Sergey's canonical demo tenant is the test case for all five. A fix is "merged" only when the demo tenant passes the success criterion.


10. Appendix — 2026-04-20 Reconciliation Worked Example

Scenario: Sergey's ServiceNow → Entra → Foundry canonical demo. Workload in focus: servicenow-openai-client (Entra SP) and the BR on the ServiceNow side that invokes OpenAI via the Azure gateway. Foundry agent: gpt-nano-for-summary.

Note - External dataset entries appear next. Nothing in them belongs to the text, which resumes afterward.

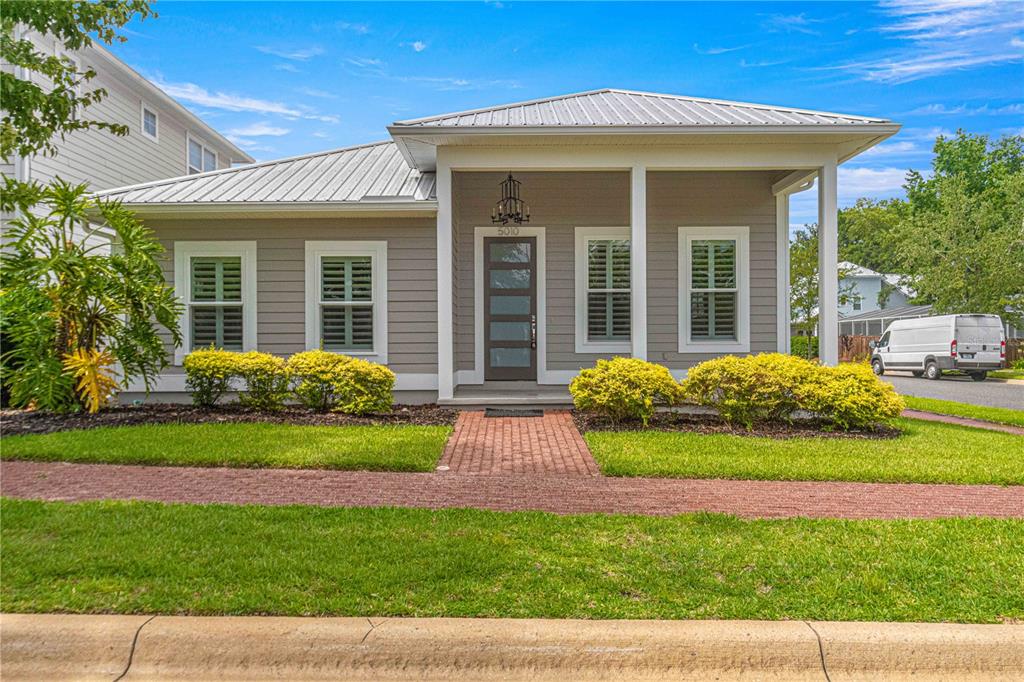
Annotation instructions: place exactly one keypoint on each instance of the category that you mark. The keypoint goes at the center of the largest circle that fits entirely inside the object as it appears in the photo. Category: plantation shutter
(216, 302)
(346, 303)
(714, 292)
(608, 290)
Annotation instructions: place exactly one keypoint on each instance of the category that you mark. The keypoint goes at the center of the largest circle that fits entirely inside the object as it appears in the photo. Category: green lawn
(926, 453)
(372, 448)
(1001, 415)
(117, 557)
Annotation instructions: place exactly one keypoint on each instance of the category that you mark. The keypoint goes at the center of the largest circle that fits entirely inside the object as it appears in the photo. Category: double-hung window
(714, 290)
(603, 290)
(346, 297)
(216, 283)
(201, 158)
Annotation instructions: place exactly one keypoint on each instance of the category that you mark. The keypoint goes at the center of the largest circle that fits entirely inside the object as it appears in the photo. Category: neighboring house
(165, 139)
(862, 288)
(658, 228)
(875, 322)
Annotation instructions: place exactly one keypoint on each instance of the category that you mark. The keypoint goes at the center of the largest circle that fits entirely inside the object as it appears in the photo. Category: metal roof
(374, 173)
(609, 108)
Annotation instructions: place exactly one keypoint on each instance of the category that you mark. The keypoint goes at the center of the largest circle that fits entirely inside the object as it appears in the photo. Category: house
(165, 139)
(863, 288)
(657, 228)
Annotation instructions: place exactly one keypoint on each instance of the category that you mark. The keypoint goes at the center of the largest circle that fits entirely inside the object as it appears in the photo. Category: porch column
(827, 266)
(445, 341)
(638, 251)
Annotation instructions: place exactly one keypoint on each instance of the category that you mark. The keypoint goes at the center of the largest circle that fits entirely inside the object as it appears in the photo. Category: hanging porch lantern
(510, 208)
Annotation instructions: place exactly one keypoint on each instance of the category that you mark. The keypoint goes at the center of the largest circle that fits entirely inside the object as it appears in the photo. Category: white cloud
(941, 36)
(302, 54)
(259, 130)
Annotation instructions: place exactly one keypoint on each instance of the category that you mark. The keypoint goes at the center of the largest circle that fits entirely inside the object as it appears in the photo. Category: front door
(510, 308)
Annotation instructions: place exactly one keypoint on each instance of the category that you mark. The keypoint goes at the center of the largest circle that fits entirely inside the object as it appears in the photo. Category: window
(714, 298)
(216, 282)
(603, 290)
(201, 158)
(150, 122)
(346, 297)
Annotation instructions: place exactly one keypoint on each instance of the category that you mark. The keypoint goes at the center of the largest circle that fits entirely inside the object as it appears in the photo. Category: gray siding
(702, 200)
(281, 279)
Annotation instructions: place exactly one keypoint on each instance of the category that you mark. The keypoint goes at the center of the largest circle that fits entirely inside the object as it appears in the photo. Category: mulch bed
(711, 424)
(16, 422)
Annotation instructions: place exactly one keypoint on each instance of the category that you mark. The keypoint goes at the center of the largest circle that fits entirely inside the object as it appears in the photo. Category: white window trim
(742, 237)
(584, 235)
(183, 253)
(142, 107)
(189, 137)
(378, 253)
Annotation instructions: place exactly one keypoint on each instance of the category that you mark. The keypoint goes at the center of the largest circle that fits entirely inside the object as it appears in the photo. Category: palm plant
(80, 308)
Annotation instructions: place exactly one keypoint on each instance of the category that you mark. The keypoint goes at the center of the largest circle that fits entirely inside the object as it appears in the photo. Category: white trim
(583, 236)
(189, 138)
(143, 107)
(183, 253)
(315, 250)
(175, 383)
(741, 233)
(542, 297)
(782, 271)
(638, 260)
(445, 285)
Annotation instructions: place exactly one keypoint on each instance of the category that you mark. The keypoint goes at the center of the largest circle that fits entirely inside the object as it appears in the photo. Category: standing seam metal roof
(629, 108)
(367, 172)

Source30-day countTierWhat it measures
Platform UI (Foundry path, rolled up)8APPROXIMATEAggregate evidence-node count on the workload, summed across Foundry summary + Graph-leg trigger evidence. Path-materializer output at authority-path-materializer.ts:289-321.
Azure Monitor TotalCalls (create_completions, gpt-nano-for-summary)7GROUND_TRUTHChat-completion HTTP calls to the deployment. Aggregated 1-minute granularity.
Entra sign-in logs via Graph APIn/aUNAVAILABLEDemo tenant has no P1/P2 license; Graph API returned 403. Status correctly flagged as unavailable_not_enabled.
ServiceNow sys_script_execution_history (raw)21GROUND_TRUTH (of a different thing)BR evaluation traces, including developer/test runs during demo setup. Noisy.
ServiceNow incident table updates (upper bound)14APPROXIMATERecords that could have triggered the BR. Doesn't prove BR ran.

Observations:

  • The 8 vs 7 gap is the best we have ever observed on any connector, any scenario. It is a coincidence: this workload makes exactly one completion per thread, uses no tools, and has one active agent. The real error bound for the thread-as-run proxy is 0.1× to 3×+ in the general case. Do not cite this match as evidence of ~14% accuracy — it does not generalize.
  • 21 in sys_script_execution_history and 14 in incident updates bracket the true "how many times did the BR run" number, which is unknown. sys_audit would give us a specific number in that bracket, HIGH_FIDELITY.
  • Sign-ins absent (n/a) means the Foundry 8 cannot be attributed to servicenow-openai-client. Attribution is inferred from the structural graph (SP → BR → REST message → Foundry agent), not from runtime evidence.
  • The UI presents Peak Executions 30D = 8 without qualifier. A customer reading that next to their Azure Monitor blade sees 7. The delta is small; the burden is in the explanation, not the match.

Rerun this appendix for any new canonical scenario and store in the scenario's session-notes.